Replace operators of equation, so that the sum is equal to zero

Question

I'm given the equation like this one:

n = 7
1 + 1 - 4 - 4 - 4 - 2 - 2

How can I optimally replace operators, so that the sum of the equation is equal to zero, or print  -1. I think of one algorithm, but it is not optimal. I have an idea to bruteforce all cases with complexity O(n*2^n), but (n < 300).

Here is the link of the problem: http://codeforces.com/gym/100989/problem/M.

Answer 1

You can solve this with dynamic programming. Keep a map of all possible partial sums (mapping to the minimum number of changes to reach this sum), and then update it one number at a time,

Here's a concise Python solution:

def signs(nums):
    xs = {nums[0]: 0}
    for num in nums[1:]:
        ys = dict()
        for d, k in xs.iteritems():
            for cost, n in enumerate([num, -num]):
                ys[d+n] = min(ys.get(d+n, 1e100), k+cost)
        xs = ys
    return xs.get(0, -1)

print signs([1, 1, -4, -4, -4, -2, -2])

In theory this has exponential complexity in the worst case (since the number of partial sums can double at each step). However, if (as here) the given numbers are always (bounded) small ints, then the number of partial sums grows linearly, and the program works in O(n^2) time.

A somewhat more optimised version uses a sorted array of (subtotal, cost) instead of a dict. One can discard partial sums that are too large or too small (making it impossible to end up at 0 assuming all of the remaining elements are between -300 and +300).
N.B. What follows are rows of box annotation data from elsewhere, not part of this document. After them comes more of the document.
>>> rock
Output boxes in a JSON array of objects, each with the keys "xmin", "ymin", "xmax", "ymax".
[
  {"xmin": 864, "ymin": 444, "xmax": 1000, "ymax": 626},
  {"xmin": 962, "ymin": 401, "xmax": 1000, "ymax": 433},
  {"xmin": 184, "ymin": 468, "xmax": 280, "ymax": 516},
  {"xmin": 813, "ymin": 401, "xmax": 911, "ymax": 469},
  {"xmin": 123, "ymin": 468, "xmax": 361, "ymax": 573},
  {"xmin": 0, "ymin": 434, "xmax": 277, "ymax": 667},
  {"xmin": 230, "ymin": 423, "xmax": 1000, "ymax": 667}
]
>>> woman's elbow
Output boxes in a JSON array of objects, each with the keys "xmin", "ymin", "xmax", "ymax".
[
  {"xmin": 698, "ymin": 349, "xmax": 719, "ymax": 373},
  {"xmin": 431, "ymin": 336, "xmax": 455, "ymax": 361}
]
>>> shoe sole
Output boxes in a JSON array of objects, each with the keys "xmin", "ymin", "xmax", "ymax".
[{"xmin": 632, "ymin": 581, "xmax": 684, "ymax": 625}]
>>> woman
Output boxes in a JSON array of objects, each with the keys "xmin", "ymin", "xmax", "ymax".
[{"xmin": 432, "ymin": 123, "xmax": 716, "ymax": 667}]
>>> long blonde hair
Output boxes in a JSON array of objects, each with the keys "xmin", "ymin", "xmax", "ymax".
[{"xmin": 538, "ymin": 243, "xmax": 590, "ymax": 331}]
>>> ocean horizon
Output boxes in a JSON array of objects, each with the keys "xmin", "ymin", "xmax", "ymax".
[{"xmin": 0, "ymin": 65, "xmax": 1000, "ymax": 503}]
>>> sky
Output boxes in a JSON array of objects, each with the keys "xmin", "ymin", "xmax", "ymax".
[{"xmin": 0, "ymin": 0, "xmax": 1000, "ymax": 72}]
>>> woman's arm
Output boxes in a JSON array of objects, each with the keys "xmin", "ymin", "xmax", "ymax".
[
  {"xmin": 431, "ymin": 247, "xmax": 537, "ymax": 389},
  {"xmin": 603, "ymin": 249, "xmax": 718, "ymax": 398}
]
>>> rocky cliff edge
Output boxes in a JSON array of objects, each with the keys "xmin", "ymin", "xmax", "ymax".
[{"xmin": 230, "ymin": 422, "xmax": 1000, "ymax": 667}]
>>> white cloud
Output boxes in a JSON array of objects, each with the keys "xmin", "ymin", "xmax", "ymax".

This runs approximately twice as fast, and is a more natural implementation to port to a lower-level language than Python for maximum speed.

def merge(xs, num):
    i = j = 0
    ci = 0 if num >= 0 else 1
    cj = 0 if num < 0 else 1
    num = abs(num)
    while j < len(xs):
        if xs[i][0] + num < xs[j][0] - num:
            yield (xs[i][0] + num, xs[i][1] + ci)
            i += 1
        elif xs[i][0] + num > xs[j][0] - num:
            yield  (xs[j][0] - num, xs[j][1] + cj)
            j += 1
        else:
            yield (xs[i][0] + num, min(xs[i][1] + ci, xs[j][1] + cj))
            i += 1
            j += 1
    while i < len(xs):
        yield (xs[i][0] + num, xs[i][1] + ci)
        i += 1

def signs2(nums):
    xs = [(nums[0], 0)]
    for i in xrange(1, len(nums)):
        limit = (len(nums) - 1 - i) * 300
        xs = [x for x in merge(xs, nums[i]) if -limit <= x[0] <= limit]
    for x, c in xs:
        if x == 0: return c
    return -1

print signs2([1, 1, -4, -4, -4, -2, -2])

Answer 2

Here is the implementation in C++:

unordered_map <int, int> M, U;
unordered_map<int, int>::iterator it;
int a[] = {1, -1, 4, -4};

int solve() {
    for(int i = 0; i < n; ++i) {
        if(i == 0) M[a[i]] = 1;
        else {
            vector <pair <int, int>> vi;
            for(it = M.begin(); it != M.end(); ++it) {
                int k = it->first, d = it->second;
                vi.push_back({k + a[i], d});
                vi.push_back({k - a[i], d + 1});
            }
            for(int j = 0; j < vi.size(); ++j) M[vi[j].first] = MAXN;
            for(int j = 0; j < vi.size(); ++j) {
                M[vi[j].first] = min(M[vi[j].first], vi[j].second);
            }
        }
    }
    return (M[0] == 0 ? -1 : M[0] - 1);
}